Mit weichen Pinseln, vorzugsweise aus Marderhaar, wird die Aquarellfarbe auf spezielles Aquarellpapier aufgetragen. Aquarellpapier ist dick (180-400g), saugfähig und wellt auch bei Durchfeuchtung mit Wasser nicht dauerhaft. Farbe kann darauf in einzelnen oder mehreren, zwischenzeitlich durchtrocknenden Schichten über- und nebeneinander aufgetragen werden. Bei dieser Technik, „Lasieren“ genannt, entstehen klar gegeneinander abgegrenzte Farbareale und Motivdetails. Durch Lasieren können Farben direkt auf dem Papier gemischt oder ein Einzelfarbton detailgenau in der gewünschten Intensität vertieft werden. Das Verziehen einer Farbe mit einem nassen Pinsel über die Blattfläche in unterschiedlicher Farbintensität oder ein „Nass-in-Nass“-Auftragen verschiedener Farben nennt man „Lavieren“. Dabei entstehen sanfte Farbverläufe oder weich ineinander übergehende Farbspiele, deren Verlauf vom Künstler nicht immer kontrollierbar ist. Durch den unkontrollierten Farbverlauf entstehen zuweilen aber schöne und interessante Bildmotive.

Ungewünschte Effekte lassen sich bei der Aquarellmalerei nur schwer beheben, da ein Übermalen der lasierenden Farben nicht möglich ist. In begrenztem Maß lässt sich falsch aufgelegte Farbe nach erneutem Anfeuchten mit einem Tuch vom Malgrund abnehmen oder in trockener Form vorsichtig abschaben. Beide Korekturtechniken kann der Aquarellmaler auch gezielt einsetzen.

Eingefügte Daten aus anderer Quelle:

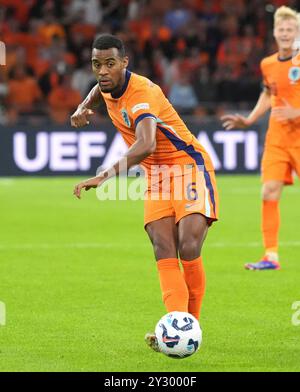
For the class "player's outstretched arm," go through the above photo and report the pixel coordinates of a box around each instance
[73,117,156,199]
[221,89,271,131]
[71,83,102,128]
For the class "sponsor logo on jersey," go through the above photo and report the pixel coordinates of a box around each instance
[131,102,150,114]
[289,67,300,83]
[121,109,131,127]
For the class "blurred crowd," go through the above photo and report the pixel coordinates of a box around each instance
[0,0,300,124]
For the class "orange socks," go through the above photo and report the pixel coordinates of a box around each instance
[157,258,189,313]
[262,200,280,253]
[181,257,205,320]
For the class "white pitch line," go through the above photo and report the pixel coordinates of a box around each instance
[0,241,300,250]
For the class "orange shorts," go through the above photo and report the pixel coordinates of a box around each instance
[261,145,300,185]
[144,164,218,226]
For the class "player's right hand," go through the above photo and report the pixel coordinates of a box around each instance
[71,106,94,128]
[221,114,251,131]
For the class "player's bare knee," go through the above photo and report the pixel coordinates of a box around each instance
[178,238,201,260]
[262,184,281,201]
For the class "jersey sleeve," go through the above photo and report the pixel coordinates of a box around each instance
[260,60,270,90]
[127,87,159,128]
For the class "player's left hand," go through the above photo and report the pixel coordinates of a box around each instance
[271,98,300,122]
[73,177,103,199]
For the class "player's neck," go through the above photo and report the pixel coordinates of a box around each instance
[111,69,130,98]
[278,49,293,60]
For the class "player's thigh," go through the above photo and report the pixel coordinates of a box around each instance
[178,213,209,260]
[145,216,178,260]
[262,180,285,200]
[261,145,293,185]
[290,147,300,178]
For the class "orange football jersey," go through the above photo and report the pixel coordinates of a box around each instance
[101,70,213,171]
[261,53,300,148]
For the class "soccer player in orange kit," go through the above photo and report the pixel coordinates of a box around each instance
[221,6,300,270]
[71,34,218,351]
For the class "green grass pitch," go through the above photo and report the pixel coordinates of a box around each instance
[0,176,300,372]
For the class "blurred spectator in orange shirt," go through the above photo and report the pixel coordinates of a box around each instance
[38,12,66,45]
[7,65,42,117]
[48,74,82,124]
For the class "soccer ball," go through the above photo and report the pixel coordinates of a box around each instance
[155,312,202,358]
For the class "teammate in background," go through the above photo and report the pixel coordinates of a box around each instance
[71,34,218,351]
[221,6,300,270]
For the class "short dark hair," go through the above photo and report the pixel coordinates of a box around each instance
[93,34,125,57]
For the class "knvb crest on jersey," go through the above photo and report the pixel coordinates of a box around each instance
[289,67,300,83]
[121,109,131,127]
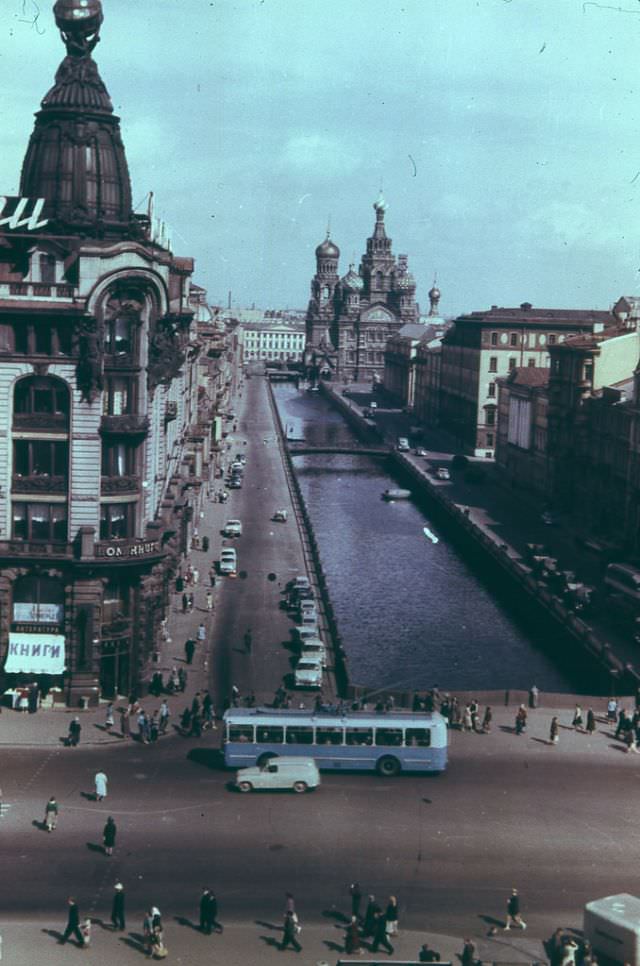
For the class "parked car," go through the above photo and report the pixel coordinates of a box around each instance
[293,624,318,644]
[293,657,322,688]
[234,755,320,794]
[287,574,311,592]
[218,547,238,577]
[300,637,327,668]
[222,520,242,537]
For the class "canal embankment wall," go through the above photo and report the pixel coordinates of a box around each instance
[267,379,349,697]
[321,384,640,694]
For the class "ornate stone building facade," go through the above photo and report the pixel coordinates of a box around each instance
[0,0,211,704]
[305,194,418,382]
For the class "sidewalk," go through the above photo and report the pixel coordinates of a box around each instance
[0,910,547,966]
[0,379,312,747]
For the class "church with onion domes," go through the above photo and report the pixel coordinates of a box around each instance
[305,192,418,383]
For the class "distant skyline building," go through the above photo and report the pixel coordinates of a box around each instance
[305,192,418,382]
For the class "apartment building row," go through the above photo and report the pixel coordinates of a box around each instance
[0,3,230,705]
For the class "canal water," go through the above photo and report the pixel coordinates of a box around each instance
[274,384,598,694]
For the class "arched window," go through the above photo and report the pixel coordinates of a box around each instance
[13,376,69,418]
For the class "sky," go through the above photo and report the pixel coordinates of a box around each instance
[0,0,640,315]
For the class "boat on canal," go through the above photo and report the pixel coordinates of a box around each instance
[382,489,411,502]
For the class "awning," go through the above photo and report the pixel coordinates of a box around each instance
[4,634,65,674]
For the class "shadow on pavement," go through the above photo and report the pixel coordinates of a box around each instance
[187,748,224,771]
[322,909,351,923]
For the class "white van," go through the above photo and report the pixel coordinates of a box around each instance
[584,892,640,966]
[234,756,320,794]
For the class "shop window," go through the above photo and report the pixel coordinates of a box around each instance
[13,576,64,624]
[12,503,67,543]
[100,503,136,540]
[13,439,69,477]
[102,580,131,624]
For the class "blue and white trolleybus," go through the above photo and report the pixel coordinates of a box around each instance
[223,708,447,776]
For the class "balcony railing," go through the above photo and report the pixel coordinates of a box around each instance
[9,282,73,299]
[11,473,69,493]
[101,617,132,640]
[100,475,140,493]
[0,540,73,559]
[93,537,165,564]
[100,413,149,436]
[13,413,69,433]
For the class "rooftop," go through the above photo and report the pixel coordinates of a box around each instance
[456,302,612,326]
[505,366,550,389]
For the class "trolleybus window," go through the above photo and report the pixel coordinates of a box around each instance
[256,725,284,745]
[287,725,313,745]
[376,728,402,748]
[407,728,431,748]
[346,728,373,745]
[316,726,344,745]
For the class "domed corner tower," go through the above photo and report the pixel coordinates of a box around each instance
[20,0,132,237]
[307,229,340,356]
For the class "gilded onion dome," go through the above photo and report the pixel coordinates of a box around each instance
[316,232,340,258]
[340,262,364,292]
[20,0,132,237]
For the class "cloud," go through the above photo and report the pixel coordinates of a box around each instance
[280,133,361,180]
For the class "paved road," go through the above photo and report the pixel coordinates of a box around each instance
[0,709,640,935]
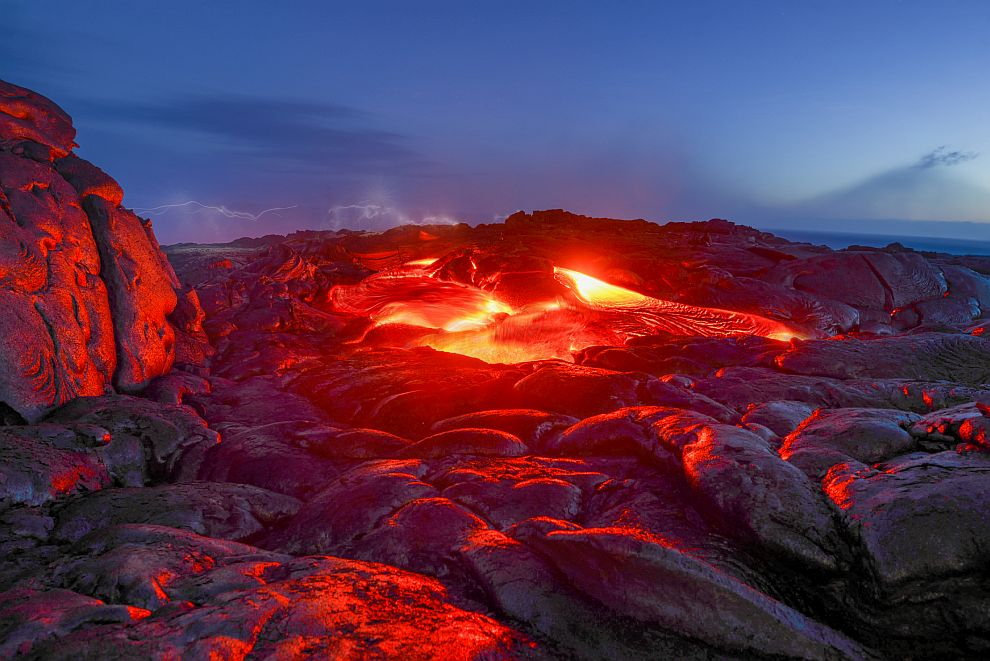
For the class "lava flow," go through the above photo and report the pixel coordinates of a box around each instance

Die Aquarellmalerei kann durch Zeichnungselemente, wie z. B. Vorzeichnungen oder spätere Strukturierung mit Tusche, Kohle oder Bleistift, ergänzt werden. Mit Hilfe von Aquarell-Stiften können Konturen verstärkt oder geschärft werden.

Je nach Farbeinsatz, Zielsetzung und Können entstehen bei der Aquarellmalerei brillante und je nach Technik auch realistisch anmutende Motive, mit deren farblicher Leichtigkeit kaum eine andere Maltechnik mithalten kann.

Auch Picasso hat sich mal an Aquarallen probiert, ein wenig Tusche hat er dennoch dazu kombiniert.